E mi riempio di languore.
rievocando promesse che non sono state fatte.
che mi farebbero paura se.
che le
che poi non
meglio che
paura tanto da fare che non.
Che le lascio scivolare via nel tardo meridiano.
Mi scaldano ma senza brivido
senza sostanza
né durata
che non è difficile, senza cozzare a occhi incapaci contro la realtà.
Che non, senza navigare nell’incertezza.
E tanto questo cielo è bellissimo lo stesso. Anche immaginando che sei qui. E che sai fermarti a guardarlo e respirare la mia vibrazione. Come io quante volte ho respirato la tua. Quante lo farei.
Quante ancora potrò.
Quante mi chiederò se non sia abbastanza.
Di andare a senso unico.
Perché io se sono così sono tanto bello. E forse non deve andare sprecato.

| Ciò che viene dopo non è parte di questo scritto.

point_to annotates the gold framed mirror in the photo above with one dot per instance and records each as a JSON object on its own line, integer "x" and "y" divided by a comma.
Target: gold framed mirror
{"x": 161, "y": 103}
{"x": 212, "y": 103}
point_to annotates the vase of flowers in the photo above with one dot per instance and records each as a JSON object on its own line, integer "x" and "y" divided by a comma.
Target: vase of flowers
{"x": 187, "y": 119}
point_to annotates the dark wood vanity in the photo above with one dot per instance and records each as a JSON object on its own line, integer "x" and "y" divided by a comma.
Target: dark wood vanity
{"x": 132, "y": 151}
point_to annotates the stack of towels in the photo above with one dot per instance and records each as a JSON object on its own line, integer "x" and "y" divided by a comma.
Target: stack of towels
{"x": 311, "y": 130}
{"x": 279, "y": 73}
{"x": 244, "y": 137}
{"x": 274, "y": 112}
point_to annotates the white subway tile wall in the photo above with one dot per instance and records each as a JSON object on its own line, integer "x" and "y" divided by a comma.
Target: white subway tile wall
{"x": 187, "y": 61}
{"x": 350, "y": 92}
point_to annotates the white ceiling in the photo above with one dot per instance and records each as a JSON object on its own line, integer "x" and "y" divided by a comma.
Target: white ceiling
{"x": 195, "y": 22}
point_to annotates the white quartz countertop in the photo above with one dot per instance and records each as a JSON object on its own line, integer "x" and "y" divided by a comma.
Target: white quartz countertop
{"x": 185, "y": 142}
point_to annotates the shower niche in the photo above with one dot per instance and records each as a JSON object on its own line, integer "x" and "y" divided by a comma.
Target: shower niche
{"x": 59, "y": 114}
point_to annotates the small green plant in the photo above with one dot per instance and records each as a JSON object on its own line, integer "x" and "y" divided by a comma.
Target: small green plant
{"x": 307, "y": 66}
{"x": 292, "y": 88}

Perché non è l’amare che importa, ma come l’amare ci rende.
Come ci rende.
Come ci tende.
Come ci spende.
Che poi
ne hai sempre ancora.
Ma solo se ti spendi.
Se.
E poi in fondo è sempre di me che mi innamoro.
cerco solo una musa che sappia tenere il ruolo.
Ed è tutto un lasciarsi guidare. Dirigere.
Un prestarsi ad una parte.
Reciproco. Ma non a turno.
La magia rara è farlo nello stesso tempo.
A dirselo
non sarebbe neppure una cattiveria.
Ma a dirselo rovina tutta la poesia del teatro.
Ed è di nuovo vertigine di incertezza.
Che se io amo e tu no. sono io che mi prendo la parte migliore.
2 settembre 2011. tabacalera. cortile posteriore. sedie da cinema.